RE: [RFC] [PATCH 00/13] Introduce task_pid api

[Date Prev][Date Next][Thread Prev][Thread Next][Date Index][Thread Index]

 



I did some checkpoint/restart work on Linux about 5 years ago (you may
still be able to google "CRAK"), so I'm jumping in with my 2 cents.

> Personally, I think that these assumptions are incorrect for a 
> checkpoint/restart facility.   I think that:
> 
> (1)  It is really only possible to checkpoint/restart a 
> cooperative process.

It's hard, but not impossible, at least theoretically.

> For this to work with uncooperative processes you have to 
> figure out (for example) how to save and restore the file 
> system state.  (e.g. how do you 
> get the file position set correctly for an open file in the 
> restored program instance?)

This is actually one of the simplest problems in checkpoint/restart.

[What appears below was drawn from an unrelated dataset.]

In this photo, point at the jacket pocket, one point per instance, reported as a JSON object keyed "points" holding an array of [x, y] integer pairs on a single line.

You'd need kernel support to save the state, and restart could be done
entirely in user space to restore the file descriptors.

> And this doesn't even consider what to do with open network 
> connections.

Right, this is really hard. I played with it 5 years ago and I had semi
success on restoring network connections (with my limited understanding
on Linux networking and some really ugly hacks). I could restart a
killed remote Emacs X session with about 50% success rate.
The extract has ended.